How far should government intervention go?
It’s an age-old question that crops up just about every five minutes on social media, every ten minutes on television, and every day in government offices.
The answer is… complicated.
Why? For starters, folks continue to ask for more governmental control over certain things, and not realizing until it’s too late that those controls might affect them – maybe not now, but later.
Or perhaps right now.
Take subdivision restrictions, for instance. There was a meeting last Tuesday, Nov. 26 at Fire Protection District 5 in Denham Springs. Residents were concerned about a new subdivision that appeared Wednesday before the parish’s planning commission. The developer proposed nearly 70 homes for 22 acres, on 1/3 acre lots.
Drainage and traffic were discussed at the meeting, both of which require impact studies before the subdivision is clear for build.

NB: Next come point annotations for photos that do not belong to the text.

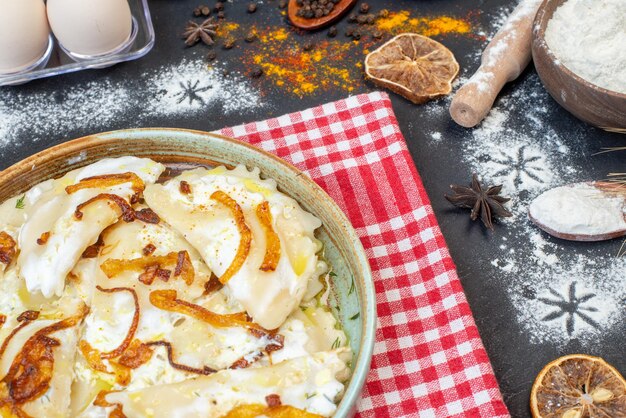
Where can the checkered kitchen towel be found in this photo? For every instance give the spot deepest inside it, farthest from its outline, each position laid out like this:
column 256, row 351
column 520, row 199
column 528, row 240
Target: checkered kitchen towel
column 428, row 359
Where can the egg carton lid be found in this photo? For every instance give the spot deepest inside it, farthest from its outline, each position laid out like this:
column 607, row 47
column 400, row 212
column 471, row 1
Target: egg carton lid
column 57, row 60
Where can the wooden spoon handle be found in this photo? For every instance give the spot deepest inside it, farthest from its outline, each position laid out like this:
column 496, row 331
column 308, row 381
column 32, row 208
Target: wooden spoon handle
column 502, row 61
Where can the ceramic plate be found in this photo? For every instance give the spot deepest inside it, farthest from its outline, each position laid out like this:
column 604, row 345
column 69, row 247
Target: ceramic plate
column 353, row 297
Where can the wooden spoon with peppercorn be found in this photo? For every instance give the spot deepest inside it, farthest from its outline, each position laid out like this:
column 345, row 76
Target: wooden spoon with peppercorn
column 315, row 14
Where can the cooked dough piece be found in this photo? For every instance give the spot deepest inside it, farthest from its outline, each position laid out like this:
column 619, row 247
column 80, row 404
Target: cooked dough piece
column 54, row 402
column 52, row 239
column 309, row 383
column 210, row 226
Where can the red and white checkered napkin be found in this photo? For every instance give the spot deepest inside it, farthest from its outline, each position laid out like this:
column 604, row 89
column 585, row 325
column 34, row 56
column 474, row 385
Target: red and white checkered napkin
column 428, row 359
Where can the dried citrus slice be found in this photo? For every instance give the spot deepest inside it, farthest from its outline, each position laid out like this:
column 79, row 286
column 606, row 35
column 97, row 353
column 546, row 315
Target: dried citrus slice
column 578, row 386
column 413, row 66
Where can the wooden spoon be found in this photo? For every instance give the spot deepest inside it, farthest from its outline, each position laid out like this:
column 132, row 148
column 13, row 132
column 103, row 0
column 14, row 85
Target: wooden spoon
column 609, row 191
column 311, row 24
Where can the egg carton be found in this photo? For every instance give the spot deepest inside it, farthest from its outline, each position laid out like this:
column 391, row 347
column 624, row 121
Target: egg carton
column 56, row 60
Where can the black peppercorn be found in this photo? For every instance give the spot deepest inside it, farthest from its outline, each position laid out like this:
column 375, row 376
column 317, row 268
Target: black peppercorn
column 228, row 44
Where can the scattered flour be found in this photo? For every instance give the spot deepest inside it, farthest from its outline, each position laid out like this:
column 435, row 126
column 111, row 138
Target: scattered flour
column 187, row 88
column 516, row 147
column 190, row 87
column 589, row 38
column 559, row 293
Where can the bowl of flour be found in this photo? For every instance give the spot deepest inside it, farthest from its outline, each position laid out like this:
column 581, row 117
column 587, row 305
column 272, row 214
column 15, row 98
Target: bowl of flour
column 579, row 51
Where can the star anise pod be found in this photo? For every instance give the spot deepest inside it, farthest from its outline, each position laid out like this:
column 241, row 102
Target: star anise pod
column 204, row 31
column 486, row 203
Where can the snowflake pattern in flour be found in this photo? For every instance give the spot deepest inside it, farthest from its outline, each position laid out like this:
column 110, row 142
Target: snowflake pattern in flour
column 571, row 306
column 524, row 165
column 190, row 90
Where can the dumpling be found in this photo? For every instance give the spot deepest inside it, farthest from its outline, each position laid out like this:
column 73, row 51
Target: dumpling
column 309, row 383
column 38, row 360
column 257, row 240
column 53, row 237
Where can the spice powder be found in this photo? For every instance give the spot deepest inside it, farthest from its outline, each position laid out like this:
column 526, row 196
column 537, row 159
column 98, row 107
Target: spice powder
column 333, row 64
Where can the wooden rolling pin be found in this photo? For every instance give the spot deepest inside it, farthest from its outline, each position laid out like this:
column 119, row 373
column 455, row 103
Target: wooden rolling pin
column 502, row 61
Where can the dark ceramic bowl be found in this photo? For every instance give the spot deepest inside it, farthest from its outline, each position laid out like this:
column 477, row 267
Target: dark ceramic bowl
column 595, row 105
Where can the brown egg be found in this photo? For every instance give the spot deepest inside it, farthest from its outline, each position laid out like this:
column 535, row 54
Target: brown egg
column 90, row 27
column 24, row 34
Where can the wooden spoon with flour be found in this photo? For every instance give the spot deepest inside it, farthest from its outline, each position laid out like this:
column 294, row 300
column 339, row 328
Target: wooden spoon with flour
column 582, row 211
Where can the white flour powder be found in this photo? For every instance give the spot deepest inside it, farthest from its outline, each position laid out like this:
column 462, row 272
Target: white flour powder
column 559, row 294
column 589, row 38
column 579, row 209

Attendees at the meeting were informed of the restrictions the parish council currently has on challenging residential development, but that zoning would help.

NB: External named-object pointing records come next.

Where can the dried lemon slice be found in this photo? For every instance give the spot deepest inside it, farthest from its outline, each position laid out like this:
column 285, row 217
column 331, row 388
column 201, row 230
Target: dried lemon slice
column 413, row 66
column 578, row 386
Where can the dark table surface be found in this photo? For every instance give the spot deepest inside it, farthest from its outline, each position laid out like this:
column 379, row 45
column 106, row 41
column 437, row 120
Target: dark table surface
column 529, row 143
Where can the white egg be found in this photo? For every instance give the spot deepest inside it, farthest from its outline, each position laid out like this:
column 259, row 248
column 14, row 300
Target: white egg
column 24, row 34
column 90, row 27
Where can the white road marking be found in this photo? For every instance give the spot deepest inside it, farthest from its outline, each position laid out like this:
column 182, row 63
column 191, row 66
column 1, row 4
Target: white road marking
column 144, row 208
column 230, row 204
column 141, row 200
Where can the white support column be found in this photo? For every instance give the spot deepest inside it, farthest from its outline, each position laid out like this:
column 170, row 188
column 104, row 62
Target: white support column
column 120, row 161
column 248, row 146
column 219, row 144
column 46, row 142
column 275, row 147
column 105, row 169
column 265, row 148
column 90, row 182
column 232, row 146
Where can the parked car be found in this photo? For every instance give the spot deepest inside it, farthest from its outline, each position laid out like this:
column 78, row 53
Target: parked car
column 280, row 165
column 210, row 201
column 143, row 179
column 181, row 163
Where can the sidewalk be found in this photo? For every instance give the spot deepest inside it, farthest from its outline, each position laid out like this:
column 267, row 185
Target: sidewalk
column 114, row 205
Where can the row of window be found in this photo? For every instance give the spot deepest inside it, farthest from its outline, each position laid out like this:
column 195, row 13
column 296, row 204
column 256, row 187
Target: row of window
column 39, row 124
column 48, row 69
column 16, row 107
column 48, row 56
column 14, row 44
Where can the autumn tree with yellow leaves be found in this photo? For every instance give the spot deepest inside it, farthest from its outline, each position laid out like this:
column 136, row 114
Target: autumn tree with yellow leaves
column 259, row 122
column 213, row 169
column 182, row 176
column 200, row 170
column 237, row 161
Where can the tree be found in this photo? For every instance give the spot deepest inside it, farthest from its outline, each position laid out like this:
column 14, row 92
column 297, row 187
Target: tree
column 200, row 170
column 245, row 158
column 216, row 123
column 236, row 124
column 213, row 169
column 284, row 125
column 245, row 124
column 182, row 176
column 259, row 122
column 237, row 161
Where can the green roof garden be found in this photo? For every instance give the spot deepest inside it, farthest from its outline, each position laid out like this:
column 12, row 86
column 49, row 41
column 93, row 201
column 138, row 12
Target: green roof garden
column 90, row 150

A notion that has become a very regular mention at the parish council meetings.
But when the idea that those restrictions could come back and affect those pushing for it, two camps emerge – those who ‘don’t care’ and those who suddenly back off the idea.

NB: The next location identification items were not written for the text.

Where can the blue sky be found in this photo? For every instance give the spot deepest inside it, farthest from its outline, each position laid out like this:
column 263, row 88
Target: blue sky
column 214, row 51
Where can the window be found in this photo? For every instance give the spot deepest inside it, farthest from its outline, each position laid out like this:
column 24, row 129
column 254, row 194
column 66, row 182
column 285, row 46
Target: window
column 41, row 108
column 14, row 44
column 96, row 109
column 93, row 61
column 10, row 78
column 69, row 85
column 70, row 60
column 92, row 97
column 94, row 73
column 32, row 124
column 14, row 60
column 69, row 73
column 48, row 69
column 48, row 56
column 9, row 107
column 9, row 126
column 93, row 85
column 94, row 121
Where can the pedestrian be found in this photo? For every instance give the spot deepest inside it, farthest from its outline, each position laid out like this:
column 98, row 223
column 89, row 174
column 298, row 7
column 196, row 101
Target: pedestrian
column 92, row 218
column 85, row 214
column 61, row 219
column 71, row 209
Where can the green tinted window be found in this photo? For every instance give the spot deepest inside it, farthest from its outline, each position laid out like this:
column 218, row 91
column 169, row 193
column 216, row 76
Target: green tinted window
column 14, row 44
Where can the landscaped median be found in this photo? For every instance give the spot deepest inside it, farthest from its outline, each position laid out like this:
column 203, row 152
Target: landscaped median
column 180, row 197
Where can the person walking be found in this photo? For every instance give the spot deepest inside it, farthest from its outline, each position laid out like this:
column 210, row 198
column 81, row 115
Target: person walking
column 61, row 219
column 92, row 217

It doesn’t matter, however, because the ball is already moving toward more government control, at least over development and infrastructure, and there’s not much to do about stopping the movement.
Why? Because the more we understand about the way infrastructure works and how individual people affect it, the more we understand that we are all connected.
While this is more true in crowded areas which are now suburban, it still rings out in the rural areas as well. Take, for instance, Berry Ridge in the Springfield area – a new development that could possibly displace a lot of water and put dozens of new vehicles on one of Livingston Parish’s patented ’18-foot roads.’
Something more specific? How about two landowners in District 1, represented by Jeff Ard, who both sit on multi-acre lots. One landowner decides to put in a crushed gravel driveway over the ditch, with a culvert sized too small to move water during the large rainfalls that are now commonplace over the summer.
The result? Water backs up into the neighbor’s yard – even though they’re 100 yards away – and in some cases, gets near the house. That crushed gravel driveway and culvert has now affected the health, safety, and welfare of their neighbor.
Combine that with tighter restrictions on grant applications through both the state and federal government, as well as tighter restrictions on state and federal infrastructure projects with direct investment, and the parish of Livingston has cooked the perfect recipe for tighter restrictions.
It’s time to accept that Livingston Parish is in this together, and that includes roads, drainage, sewer, water, gas, even public works cleaning ditches – and if citizens are looking for better and more efficient provision of infrastructure, they’re going to have to accept tighter restrictions.